Since availability of quality drugs remains a challenge for the rural practitioner, under the umbrella of Hoechst (an initiative of Sanofi-Aventis), medicines are made available at affordable prices through a proper distribution channel to reach the remote interiors of India. “We have already introduced 14 drugs for infections, pain and gastric disturbances, dermatological problems and vitamins-minerals,” says Pratin Vete, senior director, commercial operations – Tier-II & internal medicine, Sanofi-India.
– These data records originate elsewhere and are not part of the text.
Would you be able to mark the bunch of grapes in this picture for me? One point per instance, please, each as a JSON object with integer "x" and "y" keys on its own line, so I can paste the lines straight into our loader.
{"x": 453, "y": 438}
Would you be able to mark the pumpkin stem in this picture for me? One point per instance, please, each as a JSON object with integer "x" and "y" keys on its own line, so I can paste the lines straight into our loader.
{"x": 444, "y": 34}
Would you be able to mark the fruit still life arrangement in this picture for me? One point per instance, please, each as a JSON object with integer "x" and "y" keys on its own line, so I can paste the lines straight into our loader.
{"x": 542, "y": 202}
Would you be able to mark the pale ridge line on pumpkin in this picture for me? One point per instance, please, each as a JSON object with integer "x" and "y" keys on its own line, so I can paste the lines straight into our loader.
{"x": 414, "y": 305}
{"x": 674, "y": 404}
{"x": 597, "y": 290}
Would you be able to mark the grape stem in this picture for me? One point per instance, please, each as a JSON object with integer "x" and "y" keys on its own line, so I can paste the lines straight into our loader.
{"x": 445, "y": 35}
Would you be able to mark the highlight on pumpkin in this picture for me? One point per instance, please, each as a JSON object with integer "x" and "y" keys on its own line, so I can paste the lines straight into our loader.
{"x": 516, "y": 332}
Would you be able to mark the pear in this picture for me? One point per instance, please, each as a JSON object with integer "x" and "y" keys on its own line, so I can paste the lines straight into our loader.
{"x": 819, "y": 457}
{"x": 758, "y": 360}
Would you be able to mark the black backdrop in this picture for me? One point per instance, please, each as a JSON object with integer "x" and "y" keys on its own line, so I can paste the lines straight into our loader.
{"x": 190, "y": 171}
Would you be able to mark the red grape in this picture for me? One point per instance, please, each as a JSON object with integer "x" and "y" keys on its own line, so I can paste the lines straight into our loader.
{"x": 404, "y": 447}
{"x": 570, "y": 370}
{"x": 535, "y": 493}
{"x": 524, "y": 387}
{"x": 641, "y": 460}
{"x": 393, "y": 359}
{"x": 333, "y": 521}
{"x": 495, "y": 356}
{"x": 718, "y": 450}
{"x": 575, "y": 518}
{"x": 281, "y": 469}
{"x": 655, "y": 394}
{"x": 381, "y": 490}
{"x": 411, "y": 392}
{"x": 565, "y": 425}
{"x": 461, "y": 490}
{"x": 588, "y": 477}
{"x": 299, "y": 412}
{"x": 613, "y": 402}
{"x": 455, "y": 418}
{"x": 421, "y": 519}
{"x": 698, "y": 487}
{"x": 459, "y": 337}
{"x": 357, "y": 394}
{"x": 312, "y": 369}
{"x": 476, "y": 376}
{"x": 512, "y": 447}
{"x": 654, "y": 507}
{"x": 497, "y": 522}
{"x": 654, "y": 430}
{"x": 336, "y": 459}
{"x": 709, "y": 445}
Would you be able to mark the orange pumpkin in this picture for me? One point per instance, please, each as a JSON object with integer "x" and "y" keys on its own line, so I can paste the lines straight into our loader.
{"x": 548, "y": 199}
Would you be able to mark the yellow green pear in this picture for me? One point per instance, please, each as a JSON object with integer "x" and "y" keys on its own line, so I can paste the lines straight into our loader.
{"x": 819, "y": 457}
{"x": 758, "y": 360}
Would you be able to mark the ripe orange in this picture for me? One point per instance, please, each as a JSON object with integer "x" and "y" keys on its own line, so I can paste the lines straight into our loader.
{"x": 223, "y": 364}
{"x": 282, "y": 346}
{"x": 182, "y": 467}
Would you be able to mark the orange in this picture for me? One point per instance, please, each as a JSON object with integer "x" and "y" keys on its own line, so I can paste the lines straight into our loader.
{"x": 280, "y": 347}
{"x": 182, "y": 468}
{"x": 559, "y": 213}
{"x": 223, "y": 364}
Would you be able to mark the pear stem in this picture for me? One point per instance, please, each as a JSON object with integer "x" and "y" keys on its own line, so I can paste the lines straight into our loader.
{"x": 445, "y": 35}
The investment for this initiative is primarily by doctors in terms of investing their time and the retention rate of over 90 per cent has been encouraging. “Since 2009, we have conducted more than 4,800 workshops with participation from over 11,500 doctors in the states of Uttar Pradesh, Bihar, West Bengal, Maharashtra, Madhya Pradesh, Andhra Pradesh, Tamil Nadu, Gujarat and Rajasthan,” says Vete. About 525 specialist mentors (MD physicians) conduct these workshops in 575 villages and small towns. “We have also received new requests from doctors in the nearby areas to enrol for Prayas,” he adds.
In the next phase, Prayas plans to cover 10,000 rural doctors from Punjab, Haryana and Karnataka. By early 2012, the plan is to extend it to the rest of India. “We hope to reach an estimated one lakh doctors by 2015,” says Vete.
Prayas aims to further modulate the rural healthcare space by initiating partnerships with like-minded organisations. Going forward, riding the digital wave, the Prayas digital initiative is expected to balance the headcounts required and facilitate novel programmes and associations with rural healthcare providers, thus lending automation. Prayas now plans to initiate patient awareness in an effort to enhance preventive care.
USP: Sanofi-Aventis’ Prayas has an impressive retention rate of close to 90 per cent amongst doctors investing their time and expertise in developing rural healthcare.
Started in 1995 with a social emphasis, Bengaluru-based Selco-India aims to improve the quality of life and provide decentralised electricity solutions for rural India. Its founder, Dr. Harish Hande had seen it work in South America and wanted to try it here. “Even today, as much as 50 per cent of rural India does not have power,” points out Ashis Kumar Sahu, chief operating officer, Selco-India.
The social enterprise was started in Karnataka to offer solar power solutions to households with a monthly income of less than Rs 4,000. This is a virgin territory where Selco-India picks up existing solutions and customises the power solution based on need and affordability. “We employ rural youth and train them on the basics of marketing,” says Sahu. The company has tied-up with social technology enterprises as well as finance companies to ensure that the prospective customers can easily deploy its solutions. These solutions are targeted at households and are not for improving infrastructure.
Currently, the company has a presence in Maharashtra, Kerala, Tamil Nadu and Gujarat in addition to Karnataka, and plans to expand to other regions too. For this, it plans to tie-up with local entrepreneurs, where it will provide training with regards to skill sets and its products and the local entrepreneur will do the selling and deployment. The next step for Selco-India is to serve households with Rs 1,000-2,000 in monthly income. The company is taking steps to make this happen.
USP: A sustainable model that provides power solutions to rural India while roping in the rural youth to sell and deploy its solutions, thus creating more employment.